Aside from the sovereign immunity defense, when groundings occur the primary issue concerns whether the hydrographer was negligent in publishing its chart or the navigator’s actions were the proximate cause of the casualty. The grounding of the passenger vessel Queen Elizabeth II (“QE2”) in the summer of 1992 off Vineyard Sound illustrates this point.
The QE2 struck bottom in an area marked on a government chart as having at least a depth of 39 feet. The rocks stuck were 33 feet below the surface. The trial court found that the QE2, which draws 32 feet when stationary, must draw over 40 feet when under full power due to the hydrodynamic effect of squatting. The court then found the error on the chart was not the proximate cause of the grounding because course changes were not made in reliance upon the chart. Furthermore, a correctly marked chart would not have brought the shallow area to the navigator’s attention in time to avoid the grounding. The appeals court affirmed the findings and refused to entertain the vessel owner’s petition for rehearing.
Other U.S. courts have also focused on proximate cause when deciding grounding cases. In 2003 the appeals court in Limar v. U.S. affirmed that the government was not liable for a vessel grounding when its chart showed greater depth than existed in the dredged channel to Boston Harbor. It was unreasonable for mariners to rely solely on the chart given the constant possibility that silting or other events may alter the depth of a harbor at any given time.
In another case, the passenger ship Antilles grounded in 1971 on an uncharted reef in the Grenadine Islands due to navigating solely with current editions of French and American charts, both of which were based on soundings made more than 100 years before. In a limitation proceeding the U.S. District Court of Puerto Rico found that the navigation undertaken was in complete reliance on this chart. Negligent navigation was the proximate cause of the grounding. A similar result was reached in 1975 by the appeals court in Empire Transport v. U.S. Obtaining particulars as to the nature of the sea bottom are also prime concerns to hydrographers. Ships’ navigators often rely on hydrographic charts when setting their anchors. The proximate cause concerns associated with grounding incidents are also applicable to anchor fouling mishaps.
In De Bardeleben Marine Corp. v. U.S. an appeals court in 1971 held a tug boat navigator negligent and the government hydrographer not liable when an anchor fouled a submerged natural gas pipeline, not shown on an obsolete chart aboard the tug. The pipe location, however, had been subsequently noted by the government in its weekly Notice to Mariners. The court held that the government hydrographers’ duty to produce an accurate chart ceased at the time at which a prudent navigator would have reasonably received a Notice to Mariner advising of the publication of a revised chart correctly portraying the condition of the bottom. The case illustrates how a hydrographer can be exonerated from liability when a navigator is negligent in using an obsolete chart.
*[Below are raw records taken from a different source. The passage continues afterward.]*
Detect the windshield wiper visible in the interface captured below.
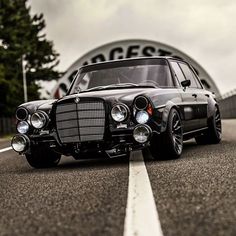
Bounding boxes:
[80,83,156,93]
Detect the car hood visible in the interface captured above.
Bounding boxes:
[20,99,56,114]
[58,88,162,105]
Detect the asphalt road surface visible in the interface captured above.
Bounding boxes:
[0,120,236,236]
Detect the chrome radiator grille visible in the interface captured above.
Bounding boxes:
[56,101,105,143]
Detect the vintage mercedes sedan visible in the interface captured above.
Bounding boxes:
[12,57,221,168]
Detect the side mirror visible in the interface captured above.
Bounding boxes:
[181,79,191,88]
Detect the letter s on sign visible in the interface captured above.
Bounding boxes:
[143,46,156,56]
[109,47,124,60]
[126,45,140,58]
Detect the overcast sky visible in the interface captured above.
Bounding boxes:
[29,0,236,94]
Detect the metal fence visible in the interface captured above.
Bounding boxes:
[0,117,16,137]
[219,94,236,119]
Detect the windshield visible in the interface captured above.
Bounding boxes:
[70,59,174,94]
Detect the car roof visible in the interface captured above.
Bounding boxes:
[80,56,184,70]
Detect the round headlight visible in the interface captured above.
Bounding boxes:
[111,104,128,122]
[134,96,148,110]
[11,135,29,152]
[30,111,48,129]
[136,111,149,124]
[16,121,29,134]
[16,107,29,120]
[133,125,151,143]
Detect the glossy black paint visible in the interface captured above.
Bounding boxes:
[15,57,218,158]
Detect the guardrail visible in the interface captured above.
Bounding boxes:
[219,94,236,119]
[0,117,16,137]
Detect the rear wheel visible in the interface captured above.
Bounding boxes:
[25,147,61,168]
[150,108,183,160]
[195,106,222,145]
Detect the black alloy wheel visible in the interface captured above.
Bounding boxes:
[214,107,222,139]
[149,108,183,160]
[195,106,222,145]
[172,112,183,155]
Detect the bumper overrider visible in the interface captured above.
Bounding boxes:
[11,97,153,158]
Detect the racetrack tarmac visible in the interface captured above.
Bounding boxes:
[0,120,236,236]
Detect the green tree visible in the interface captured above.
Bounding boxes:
[0,0,60,116]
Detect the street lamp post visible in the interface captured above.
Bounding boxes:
[22,55,28,102]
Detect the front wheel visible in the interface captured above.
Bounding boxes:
[150,108,183,160]
[25,147,61,169]
[195,106,222,145]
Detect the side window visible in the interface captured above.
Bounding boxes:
[170,61,185,83]
[179,63,199,88]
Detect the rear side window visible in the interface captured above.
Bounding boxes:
[179,63,201,88]
[170,61,185,83]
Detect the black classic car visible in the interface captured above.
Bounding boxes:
[12,57,221,168]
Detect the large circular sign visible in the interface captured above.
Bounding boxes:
[53,39,220,98]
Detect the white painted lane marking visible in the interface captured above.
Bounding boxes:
[0,147,12,153]
[124,151,163,236]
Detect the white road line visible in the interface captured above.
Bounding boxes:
[124,151,163,236]
[0,147,12,153]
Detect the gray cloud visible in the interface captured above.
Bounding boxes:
[29,0,236,93]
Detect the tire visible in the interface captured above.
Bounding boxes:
[149,108,183,160]
[25,147,61,169]
[195,106,222,145]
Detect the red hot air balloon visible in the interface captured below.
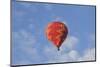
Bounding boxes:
[46,21,68,50]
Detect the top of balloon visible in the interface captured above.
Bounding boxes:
[46,21,68,50]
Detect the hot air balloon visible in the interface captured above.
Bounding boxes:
[46,21,68,51]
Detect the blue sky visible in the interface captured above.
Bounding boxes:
[12,2,95,65]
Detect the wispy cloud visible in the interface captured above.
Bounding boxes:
[13,27,95,64]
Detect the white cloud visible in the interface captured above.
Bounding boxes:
[13,30,95,64]
[79,48,95,61]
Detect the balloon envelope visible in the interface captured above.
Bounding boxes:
[46,21,68,50]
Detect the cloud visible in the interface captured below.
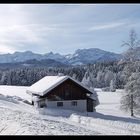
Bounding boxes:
[0,44,16,54]
[89,22,126,31]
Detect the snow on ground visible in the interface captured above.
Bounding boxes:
[0,85,31,102]
[0,86,140,135]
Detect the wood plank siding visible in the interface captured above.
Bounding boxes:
[43,79,89,101]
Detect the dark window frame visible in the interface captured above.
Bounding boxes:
[71,101,77,106]
[57,102,63,107]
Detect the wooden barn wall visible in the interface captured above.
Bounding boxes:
[44,79,91,101]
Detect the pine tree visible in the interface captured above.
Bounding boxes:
[121,72,140,116]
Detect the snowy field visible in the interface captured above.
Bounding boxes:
[0,86,140,135]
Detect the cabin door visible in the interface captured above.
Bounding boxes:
[87,98,93,112]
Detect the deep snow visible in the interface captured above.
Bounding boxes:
[0,86,140,135]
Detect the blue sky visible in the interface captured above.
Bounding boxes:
[0,4,140,54]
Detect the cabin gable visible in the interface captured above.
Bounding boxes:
[43,79,89,101]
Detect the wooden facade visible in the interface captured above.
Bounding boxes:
[44,79,89,101]
[36,79,94,112]
[33,78,96,112]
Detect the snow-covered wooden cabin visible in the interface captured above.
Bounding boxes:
[27,76,99,112]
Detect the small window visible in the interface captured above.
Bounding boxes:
[71,101,77,106]
[57,102,63,107]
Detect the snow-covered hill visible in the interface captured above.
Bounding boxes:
[0,48,122,65]
[0,86,140,135]
[67,48,122,65]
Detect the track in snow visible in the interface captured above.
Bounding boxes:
[0,107,99,135]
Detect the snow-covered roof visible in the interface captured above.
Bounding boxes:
[27,76,94,96]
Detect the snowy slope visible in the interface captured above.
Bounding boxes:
[0,86,140,135]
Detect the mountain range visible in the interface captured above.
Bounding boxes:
[0,48,122,65]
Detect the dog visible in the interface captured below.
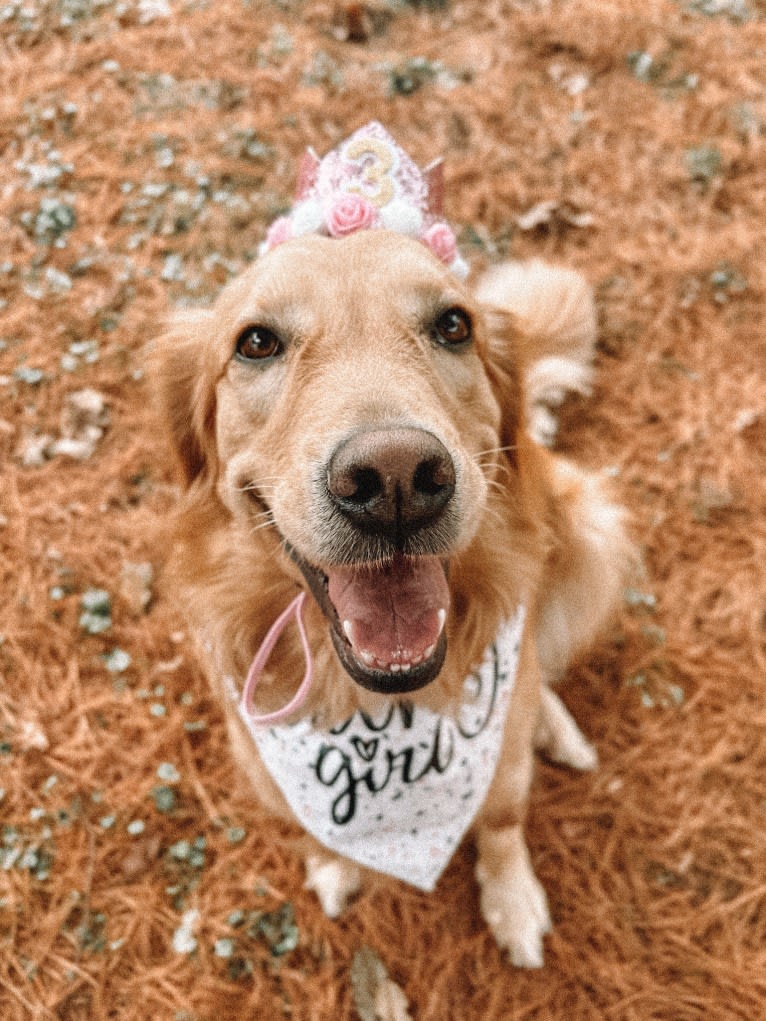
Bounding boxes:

Hydrographers are professionals and must strive for perfection in their chosen field. The maritime community expects nothing less. While hydrographers may incur liability for failing to carry out their duties in a non-negligent fashion, they should remember that each grounding incident is unique on its facts. The hydrographer’s negligence may not be the proximate cause of the casualty. The navigator must always act in a prudent manner. His failure to do so may relieve a careless hydrographer from liability.